AUGUSTA, Ga. (Feb.3, 2021) - A $1 million gift from the estate of a pool industry pioneer has established the newest endowed chair at the state of Georgia's only public medical school.
The gift from the estate of the late Leon Bloom, founder of BioLab, Inc., an international swimming pool chemical company, honors him and his late wife by creating the Leon and Dorothy Bloom Chair in Medical Research at the Medical College of Georgia at Augusta University.
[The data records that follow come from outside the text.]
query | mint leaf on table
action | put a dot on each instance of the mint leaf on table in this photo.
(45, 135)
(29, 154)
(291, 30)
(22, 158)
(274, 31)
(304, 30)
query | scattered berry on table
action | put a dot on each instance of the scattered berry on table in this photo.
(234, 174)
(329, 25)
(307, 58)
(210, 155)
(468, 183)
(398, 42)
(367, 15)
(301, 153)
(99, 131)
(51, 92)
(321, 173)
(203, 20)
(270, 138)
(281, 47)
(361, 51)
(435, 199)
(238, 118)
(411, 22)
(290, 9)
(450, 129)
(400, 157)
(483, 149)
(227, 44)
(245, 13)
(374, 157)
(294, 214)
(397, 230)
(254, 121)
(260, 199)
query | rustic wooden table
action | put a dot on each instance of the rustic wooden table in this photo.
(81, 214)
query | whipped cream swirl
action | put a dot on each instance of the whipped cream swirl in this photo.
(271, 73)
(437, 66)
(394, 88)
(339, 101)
"We are thankful for the benevolence of donors like the Blooms and this invaluable gift to MCG," says MCG Dean Dr. David Hess. "Philanthropic gifts like this enable us to recruit and retain the best faculty, who in turn help us carry out our essential missions of education, research and patient care."
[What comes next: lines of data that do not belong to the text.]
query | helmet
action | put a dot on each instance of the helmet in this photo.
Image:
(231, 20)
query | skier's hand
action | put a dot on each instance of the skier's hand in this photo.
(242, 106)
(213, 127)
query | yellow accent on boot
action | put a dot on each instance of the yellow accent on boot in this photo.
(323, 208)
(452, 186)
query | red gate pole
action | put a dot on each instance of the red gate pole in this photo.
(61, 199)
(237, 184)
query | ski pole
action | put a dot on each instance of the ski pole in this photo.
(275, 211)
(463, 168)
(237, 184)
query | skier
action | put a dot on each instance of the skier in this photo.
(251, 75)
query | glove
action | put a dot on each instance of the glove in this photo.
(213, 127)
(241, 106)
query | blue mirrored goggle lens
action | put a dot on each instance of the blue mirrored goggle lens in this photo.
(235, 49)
When Bloom founded BioLab in a home basement in Decatur, Georgia, in 1955, the self-taught chemist's interests were focused on the poultry industry. During that time, bacteria and other disease sources were rampant in hatcheries. Bloom created quaternary ammonium algaecide, a type of detergent, then developed a system to use it to cleanse eggs and sanitize chick's drinking and bathing water.
Turning to the rapidly growing pool industry, Bloom found another use for his algaecide. Widely known as the "godfather of modern pool care," he is credited with a number of industry innovations including computerized water testing and pool shock -- chlorine and other chemicals used to treat pool water -- packaged for proper dosing.
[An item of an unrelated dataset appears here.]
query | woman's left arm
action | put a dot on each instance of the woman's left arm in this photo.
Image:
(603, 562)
He sold the company in 1979 and retired to Florida.
His connection to MCG came a few years later in the mid 1980's.
Bloom's longtime friend and lawyer, the late Sidney Parks, had a son David, a 1984 MCG graduate who was in his second year of an otolaryngology/head and neck surgery residency at MCG.
Bloom, a noted philanthropist, had approached his friend and lawyer about possibly making a donation to a medical school. "I had been at MCG for about six years at that point and I just loved it. My dad knew I loved it," says Dr. David Parks, now an Atlanta head and neck surgeon.
The elder Parks convinced Bloom to travel to MCG and meet with then-president Dr. Jesse Steinfeld to tour the college and discuss the possibility of a major gift. One stop on that tour was the neonatal intensive care unit, where then-Chief of Neonatology Dr. William Kanto, showed them around.
"My dad, Mr. Bloom and I went to dinner in Augusta that night and it was clear that the NICU in particular had just made such an impression on Mr. Bloom," Dr. David Parks remembers. "Mr. Bloom was just the nicest man, he was so giving with a real service mentality for others. He grew up during the Great Depression with nothing and here he is giving $1 million. That's remarkable."